Подгурский смутился. Щука, должно быть, это заметил.
— А что касается моей свояченицы, вы, как местный житель, должны знать ее мужа, хотя бы понаслышке. Его фамилия Станевич.
— Майор?
— Он самый. Командовал полком островецких улан. Теперь он, кажется, уже полковник.
— Ну да? Неужели тот самый Станевич из армии Андерса?
— Почему это вас удивляет?
Подгурский засмеялся.
— Как-то не укладывается в голове: вы и Станевич.
— Ну, чего только не бывает в польских семьях. Итак, значит, в девять.
— Да. А завтра ровно в семь я заеду за вами.
В ближайшие два дня, воскресенье и понедельник, им предстояло посетить партийные организации повята.
— Да, я помню, — ответил Щука.
Он дошел до подъезда и вдруг вернулся. Подгурский стоял возле машины.
— Забыли что-нибудь?
— Да. Только сейчас вспомнил. Вы увидите этого… судью?
— Косецкого?
— Да.
Подгурский посмотрел на часы.
— Скоро половина восьмого. Я как раз к нему собираюсь.

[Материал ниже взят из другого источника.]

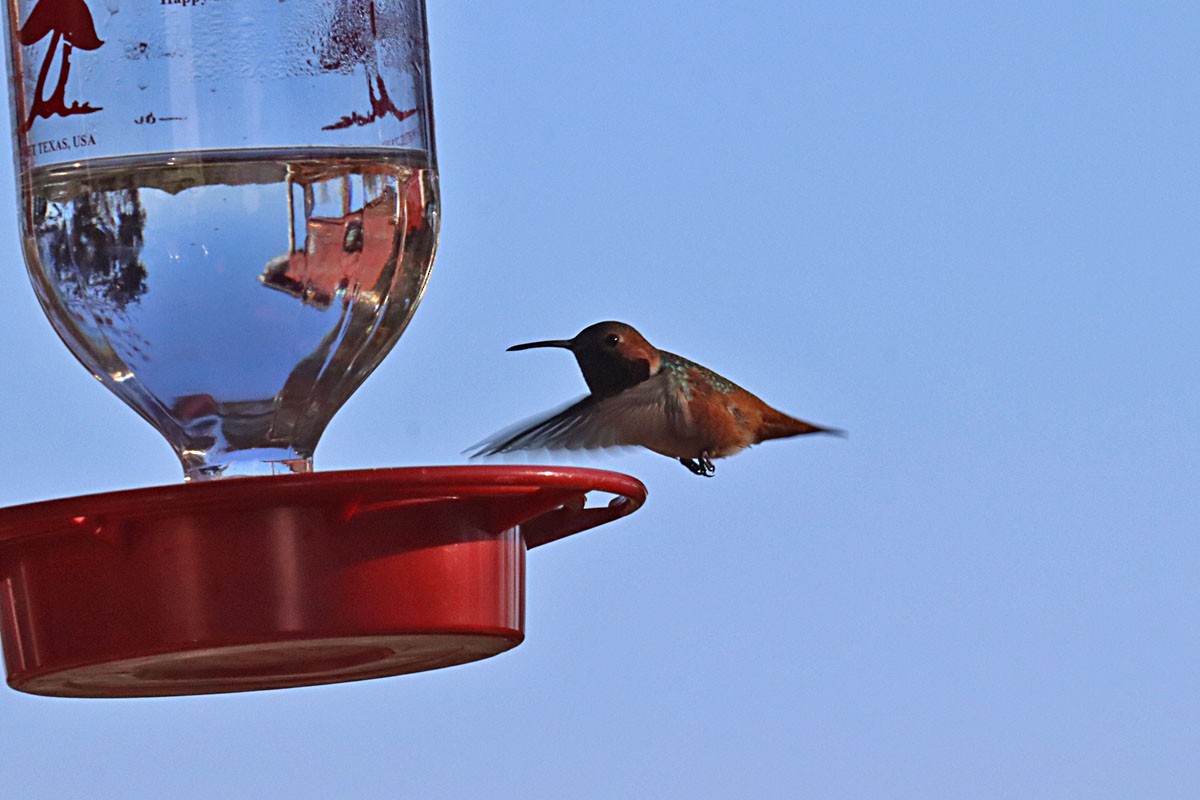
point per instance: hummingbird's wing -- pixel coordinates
(634, 416)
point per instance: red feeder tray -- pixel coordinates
(271, 582)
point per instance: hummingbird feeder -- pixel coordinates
(233, 271)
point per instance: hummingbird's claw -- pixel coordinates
(702, 465)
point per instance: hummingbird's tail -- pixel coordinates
(777, 425)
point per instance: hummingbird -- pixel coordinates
(642, 396)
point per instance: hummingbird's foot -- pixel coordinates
(702, 465)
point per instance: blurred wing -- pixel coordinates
(633, 417)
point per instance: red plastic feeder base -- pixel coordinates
(273, 582)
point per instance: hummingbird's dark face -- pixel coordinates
(612, 356)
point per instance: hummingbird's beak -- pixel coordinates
(529, 346)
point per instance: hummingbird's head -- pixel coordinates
(612, 356)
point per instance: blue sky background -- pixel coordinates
(966, 233)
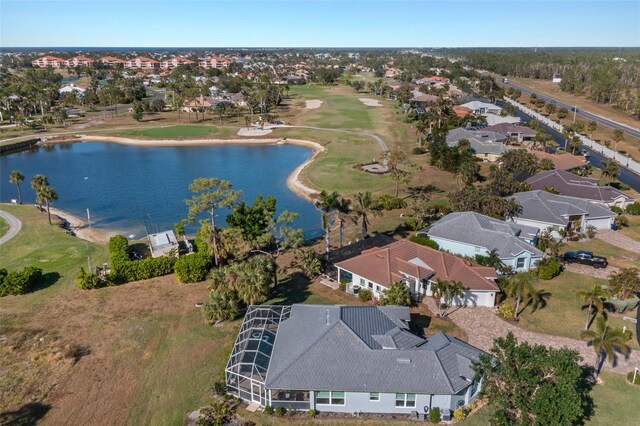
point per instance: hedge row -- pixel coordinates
(12, 283)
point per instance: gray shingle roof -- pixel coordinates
(550, 208)
(315, 349)
(480, 141)
(575, 186)
(484, 231)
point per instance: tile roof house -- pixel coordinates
(479, 107)
(519, 133)
(142, 63)
(417, 267)
(348, 359)
(471, 234)
(562, 161)
(544, 210)
(49, 61)
(567, 183)
(112, 60)
(486, 145)
(175, 62)
(79, 60)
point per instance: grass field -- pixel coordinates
(179, 132)
(633, 231)
(564, 316)
(4, 227)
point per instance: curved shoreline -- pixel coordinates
(293, 180)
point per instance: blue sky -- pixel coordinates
(320, 23)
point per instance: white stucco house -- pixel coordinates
(542, 210)
(471, 234)
(418, 267)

— Ну, вот и хорошо. Передайте ему…
— Что вы хотите с ним встретиться?
— Да. Скажите, что товарищ по лагерю…
— Я просто назову вашу фамилию.
— Это как раз не обязательно. Моя фамилия ему ничего не скажет. Просто: товарищ по Грос-Розену.
— Понятно.
— Если он ничего не имеет против, пусть зайдет ко мне. Скажем, во вторник. Только вот в котором часу?
— Во вторник утром похороны Смолярского и Гавлика.
— Значит, после обеда. Между пятью и шестью.
— Во вторник, между пятью и шестью, — повторил Подгурский. — Номер вашей комнаты?
— Семнадцать.
Низенький, лысый портье в очках, делавших его лицо еще шире, разговаривал с молодым человеком в летнем пальто и коричневой шляпе, который стоял, облокотившись на конторку. Увидев Щуку, портье встал на цыпочки и снял с доски ключ.